When cynics laughed at the whole concept of Shashi Kapoor impregnating Sharmila Tagore by giving her “body heat,” Manji bellowed back, “What the hell do they mean by escapist films? I make what I like. I love Mother India. Every time I see it, I get an inferiority complex.” Ignoring the sniggers he did the `body heat’ act again in his last directorial venture Ganga Jamuna Saraswathi with Mr Bachchan and Meenakshi Seshadri. To drive the point home, he even showed us a cobweb while the lead pair gave each other garmi in a barn. He defended every film of his like a lion protecting his cubs. He admitted the lost-and-found formula began with Kismet in 1943 and that it was a convenient peg to hang his ideas.

His favourite actors were Raj Kapoor, Nutan, Lalita Pawar, Nirupa Roy and of course Amitabh Bachchan. For his first film Chhalia in 1960 he signed Raj Kapoor and Nutan. Then followed the ill- fated Bluff Master and Budtameez. Both Shammi Kapoor-starrers bombed miserably. His harvest of hits started with the espionage thriller Kismat in 1968. For the first time a leading man (Biswajeet) did a drag-act in Kismat.

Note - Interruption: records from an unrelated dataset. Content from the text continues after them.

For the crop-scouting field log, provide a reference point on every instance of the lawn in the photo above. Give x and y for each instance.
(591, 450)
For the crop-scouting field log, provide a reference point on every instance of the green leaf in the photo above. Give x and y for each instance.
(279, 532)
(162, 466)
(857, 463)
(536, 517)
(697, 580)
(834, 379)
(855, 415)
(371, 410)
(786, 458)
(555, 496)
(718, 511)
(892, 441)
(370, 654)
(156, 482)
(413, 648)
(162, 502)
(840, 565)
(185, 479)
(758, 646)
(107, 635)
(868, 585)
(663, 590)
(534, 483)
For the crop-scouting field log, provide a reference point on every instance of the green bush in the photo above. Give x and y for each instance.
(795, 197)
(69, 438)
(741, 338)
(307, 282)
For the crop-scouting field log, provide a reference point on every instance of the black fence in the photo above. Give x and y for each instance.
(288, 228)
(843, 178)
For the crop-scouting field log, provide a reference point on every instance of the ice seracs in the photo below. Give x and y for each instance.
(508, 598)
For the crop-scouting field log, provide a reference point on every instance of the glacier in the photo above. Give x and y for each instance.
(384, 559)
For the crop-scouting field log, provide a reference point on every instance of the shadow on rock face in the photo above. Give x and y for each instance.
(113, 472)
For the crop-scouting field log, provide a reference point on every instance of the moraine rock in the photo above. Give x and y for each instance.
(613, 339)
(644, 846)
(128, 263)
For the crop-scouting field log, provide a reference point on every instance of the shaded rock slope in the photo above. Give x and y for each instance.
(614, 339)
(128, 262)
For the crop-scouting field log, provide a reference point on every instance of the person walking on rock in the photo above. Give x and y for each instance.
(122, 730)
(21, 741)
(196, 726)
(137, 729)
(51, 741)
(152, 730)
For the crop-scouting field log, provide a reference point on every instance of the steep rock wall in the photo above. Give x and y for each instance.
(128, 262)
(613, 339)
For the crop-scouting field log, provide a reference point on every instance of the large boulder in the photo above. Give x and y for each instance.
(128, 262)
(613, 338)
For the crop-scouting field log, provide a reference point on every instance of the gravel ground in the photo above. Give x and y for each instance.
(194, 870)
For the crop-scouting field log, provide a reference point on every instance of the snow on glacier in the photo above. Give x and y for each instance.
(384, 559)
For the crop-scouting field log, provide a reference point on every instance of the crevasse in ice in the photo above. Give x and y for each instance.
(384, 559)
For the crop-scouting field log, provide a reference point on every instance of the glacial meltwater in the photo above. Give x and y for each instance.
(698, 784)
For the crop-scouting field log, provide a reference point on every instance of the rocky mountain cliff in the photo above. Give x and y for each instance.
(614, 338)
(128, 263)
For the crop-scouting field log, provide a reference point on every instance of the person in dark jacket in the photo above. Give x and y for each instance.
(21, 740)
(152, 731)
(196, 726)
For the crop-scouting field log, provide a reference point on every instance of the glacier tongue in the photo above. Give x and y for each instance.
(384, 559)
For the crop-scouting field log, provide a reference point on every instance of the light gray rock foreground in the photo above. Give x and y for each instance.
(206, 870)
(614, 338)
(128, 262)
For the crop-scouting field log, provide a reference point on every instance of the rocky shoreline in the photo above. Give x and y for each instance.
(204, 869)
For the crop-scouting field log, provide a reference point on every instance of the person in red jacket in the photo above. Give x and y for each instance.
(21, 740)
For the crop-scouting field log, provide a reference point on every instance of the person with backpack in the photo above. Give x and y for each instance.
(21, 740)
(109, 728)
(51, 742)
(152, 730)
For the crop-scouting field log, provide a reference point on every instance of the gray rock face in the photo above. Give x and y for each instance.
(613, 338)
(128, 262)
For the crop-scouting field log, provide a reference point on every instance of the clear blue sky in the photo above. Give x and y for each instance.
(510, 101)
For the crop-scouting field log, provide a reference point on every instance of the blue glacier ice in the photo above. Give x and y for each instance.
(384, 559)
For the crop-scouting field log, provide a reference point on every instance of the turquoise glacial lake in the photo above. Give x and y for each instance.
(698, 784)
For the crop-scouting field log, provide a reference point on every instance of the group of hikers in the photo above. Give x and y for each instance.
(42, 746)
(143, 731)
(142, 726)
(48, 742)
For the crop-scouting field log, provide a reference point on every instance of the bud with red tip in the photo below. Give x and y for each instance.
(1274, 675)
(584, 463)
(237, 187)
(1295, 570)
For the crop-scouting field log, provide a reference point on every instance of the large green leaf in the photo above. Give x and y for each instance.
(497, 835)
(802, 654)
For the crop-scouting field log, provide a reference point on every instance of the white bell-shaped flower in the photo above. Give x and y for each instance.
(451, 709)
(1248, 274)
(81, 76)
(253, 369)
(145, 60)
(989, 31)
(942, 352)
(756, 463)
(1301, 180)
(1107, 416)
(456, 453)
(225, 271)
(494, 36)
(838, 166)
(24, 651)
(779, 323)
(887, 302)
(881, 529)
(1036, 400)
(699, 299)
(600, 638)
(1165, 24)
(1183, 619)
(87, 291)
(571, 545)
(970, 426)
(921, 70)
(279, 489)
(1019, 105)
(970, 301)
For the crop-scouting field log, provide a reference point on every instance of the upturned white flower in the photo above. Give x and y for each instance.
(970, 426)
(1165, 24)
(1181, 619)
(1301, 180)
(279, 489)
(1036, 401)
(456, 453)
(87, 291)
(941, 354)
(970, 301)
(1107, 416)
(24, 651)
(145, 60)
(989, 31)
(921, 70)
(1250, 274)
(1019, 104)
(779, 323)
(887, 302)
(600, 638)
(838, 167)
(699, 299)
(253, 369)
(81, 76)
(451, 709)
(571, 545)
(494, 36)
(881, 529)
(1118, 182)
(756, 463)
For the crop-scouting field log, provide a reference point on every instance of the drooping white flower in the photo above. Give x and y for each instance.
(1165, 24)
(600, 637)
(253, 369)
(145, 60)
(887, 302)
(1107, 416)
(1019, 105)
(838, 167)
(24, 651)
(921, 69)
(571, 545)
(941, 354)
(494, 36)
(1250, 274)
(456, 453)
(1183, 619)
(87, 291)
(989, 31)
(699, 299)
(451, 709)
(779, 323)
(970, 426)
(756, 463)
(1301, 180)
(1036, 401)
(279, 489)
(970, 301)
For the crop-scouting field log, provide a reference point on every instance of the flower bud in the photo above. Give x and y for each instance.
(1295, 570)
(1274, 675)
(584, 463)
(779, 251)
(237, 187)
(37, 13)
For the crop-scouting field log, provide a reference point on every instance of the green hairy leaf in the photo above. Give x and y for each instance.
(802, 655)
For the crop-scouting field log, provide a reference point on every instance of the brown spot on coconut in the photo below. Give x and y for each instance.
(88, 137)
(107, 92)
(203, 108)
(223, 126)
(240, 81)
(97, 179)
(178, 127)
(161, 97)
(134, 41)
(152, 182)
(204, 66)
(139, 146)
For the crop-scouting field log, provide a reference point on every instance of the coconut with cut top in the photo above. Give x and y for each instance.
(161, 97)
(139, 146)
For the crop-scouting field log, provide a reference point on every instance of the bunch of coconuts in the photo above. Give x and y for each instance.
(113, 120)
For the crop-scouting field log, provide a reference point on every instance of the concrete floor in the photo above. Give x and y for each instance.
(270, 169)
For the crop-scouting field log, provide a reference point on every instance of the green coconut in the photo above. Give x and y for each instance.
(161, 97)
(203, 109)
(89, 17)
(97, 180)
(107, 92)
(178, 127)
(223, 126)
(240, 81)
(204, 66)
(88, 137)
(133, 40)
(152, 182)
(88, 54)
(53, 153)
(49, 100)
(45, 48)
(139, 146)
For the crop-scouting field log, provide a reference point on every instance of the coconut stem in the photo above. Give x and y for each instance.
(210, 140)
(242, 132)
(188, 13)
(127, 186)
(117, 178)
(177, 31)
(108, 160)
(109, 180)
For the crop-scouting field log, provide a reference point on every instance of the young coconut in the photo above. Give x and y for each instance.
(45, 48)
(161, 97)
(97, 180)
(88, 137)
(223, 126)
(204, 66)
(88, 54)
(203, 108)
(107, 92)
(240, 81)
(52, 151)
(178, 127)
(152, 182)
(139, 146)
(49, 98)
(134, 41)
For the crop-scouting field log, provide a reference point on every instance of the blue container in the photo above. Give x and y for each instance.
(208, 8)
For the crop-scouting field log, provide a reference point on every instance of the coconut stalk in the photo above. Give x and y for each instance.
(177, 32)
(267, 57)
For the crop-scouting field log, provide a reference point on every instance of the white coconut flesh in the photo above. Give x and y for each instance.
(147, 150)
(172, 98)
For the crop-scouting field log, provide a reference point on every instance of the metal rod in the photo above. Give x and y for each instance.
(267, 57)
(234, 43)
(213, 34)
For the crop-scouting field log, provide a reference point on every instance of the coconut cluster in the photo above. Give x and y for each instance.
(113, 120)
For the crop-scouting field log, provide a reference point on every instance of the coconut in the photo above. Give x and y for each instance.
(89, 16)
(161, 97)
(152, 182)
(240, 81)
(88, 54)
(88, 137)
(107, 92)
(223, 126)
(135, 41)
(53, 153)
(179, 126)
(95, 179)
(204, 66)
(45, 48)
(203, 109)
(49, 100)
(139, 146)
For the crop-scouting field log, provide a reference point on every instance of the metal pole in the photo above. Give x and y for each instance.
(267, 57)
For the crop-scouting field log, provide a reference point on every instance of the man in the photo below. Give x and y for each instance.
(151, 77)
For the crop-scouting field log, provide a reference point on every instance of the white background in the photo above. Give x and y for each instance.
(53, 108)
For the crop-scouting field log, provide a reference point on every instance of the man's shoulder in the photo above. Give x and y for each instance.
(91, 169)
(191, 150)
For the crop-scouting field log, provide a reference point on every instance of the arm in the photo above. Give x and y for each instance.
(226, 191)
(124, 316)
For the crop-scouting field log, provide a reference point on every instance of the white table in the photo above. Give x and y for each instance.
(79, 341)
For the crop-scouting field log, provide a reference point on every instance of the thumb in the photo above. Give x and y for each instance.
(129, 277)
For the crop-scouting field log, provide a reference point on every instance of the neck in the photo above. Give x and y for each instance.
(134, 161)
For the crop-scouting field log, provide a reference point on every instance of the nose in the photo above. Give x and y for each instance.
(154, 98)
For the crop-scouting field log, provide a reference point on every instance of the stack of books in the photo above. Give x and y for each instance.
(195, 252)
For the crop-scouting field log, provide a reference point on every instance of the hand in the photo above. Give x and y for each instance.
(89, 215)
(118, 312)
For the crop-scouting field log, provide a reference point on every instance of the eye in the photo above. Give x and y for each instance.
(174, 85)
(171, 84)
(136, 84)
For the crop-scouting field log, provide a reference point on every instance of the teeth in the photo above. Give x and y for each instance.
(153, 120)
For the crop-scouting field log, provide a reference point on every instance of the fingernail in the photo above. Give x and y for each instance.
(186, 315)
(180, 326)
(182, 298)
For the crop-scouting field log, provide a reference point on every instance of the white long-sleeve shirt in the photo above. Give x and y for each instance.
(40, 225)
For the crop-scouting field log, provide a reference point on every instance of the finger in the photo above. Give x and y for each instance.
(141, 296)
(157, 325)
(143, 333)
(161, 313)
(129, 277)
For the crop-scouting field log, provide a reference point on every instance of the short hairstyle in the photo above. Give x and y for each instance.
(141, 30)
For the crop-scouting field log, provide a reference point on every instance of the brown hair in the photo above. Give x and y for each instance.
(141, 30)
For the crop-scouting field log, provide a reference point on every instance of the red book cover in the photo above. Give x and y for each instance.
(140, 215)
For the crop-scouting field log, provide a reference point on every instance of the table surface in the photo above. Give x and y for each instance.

After Shamshad Begum sang Kajra mohabbatwala, for Biswajeet she never sang again for a Hindi film. Sachcha Jhooth in 1971 won Rajesh Khanna his first Filmfare award. The next year Manji had three releases, Bhai Ho To Aisa, Rampur Ka Lakshman and Sharaarat. The first two were hits. Roti in 1974 was one of Rajesh Khanna’s last major successes as a leading man. 1977 was a watershed year for Manji. Four of his big budget spectacles–Amar Akbar Anthony, Chacha Bhatija, Parvarish and Dharm-Veer–were blockbusters during this year.

Said Manji, “Amar Akbar Anthony involved my minimum effort, labour and money. It was a fluke hit. When it was released, I thought it had good songs. But I never thought it would be such a success. I was sure Aa Gale Lag Jaa would be a superhit while Amar Akbar Anthony would flop.” Naseeb in 1981 was Manji’s most expensive film, followed by Suhaag and Desh Premee. In 1983, during Coolie, when the Big B suffered his near-fatal accident, Manji had to give in to popular sentiments and let his hero live at the end. “Audiences would have been very disappointed if after the accident Amitabh was shown dying at the end of Coolie,” confessed the emotional film- maker.

After Mard in 1985 and Ganga Jamuna Saraswathi in 1988, Manji retired from movie-making. Those close to him say he had secretly become depressed in his final days. The plot for Amar Akbar Anthony was inspired by a newspaper report about a man who left all his three children at different places and then committed suicide. “What if the man didn’t kill himself?!” Manji wondered. And we wonder the same about him.

Amitabh Bachchan who was so close to him once said, “Manmohan Desai was the genius who had the audacity to tell the audience in the very first frame, `I’m going to make a fool of you. I’m going to be illogical and you had better enjoy it’. Magically the audience did. He had no pretensions. The audience knew he believed in the improbable and went along with him. They just loved him.”

We still do.You are much missed, Manji. Just think. If you were still around there would be no David Dhawan!!!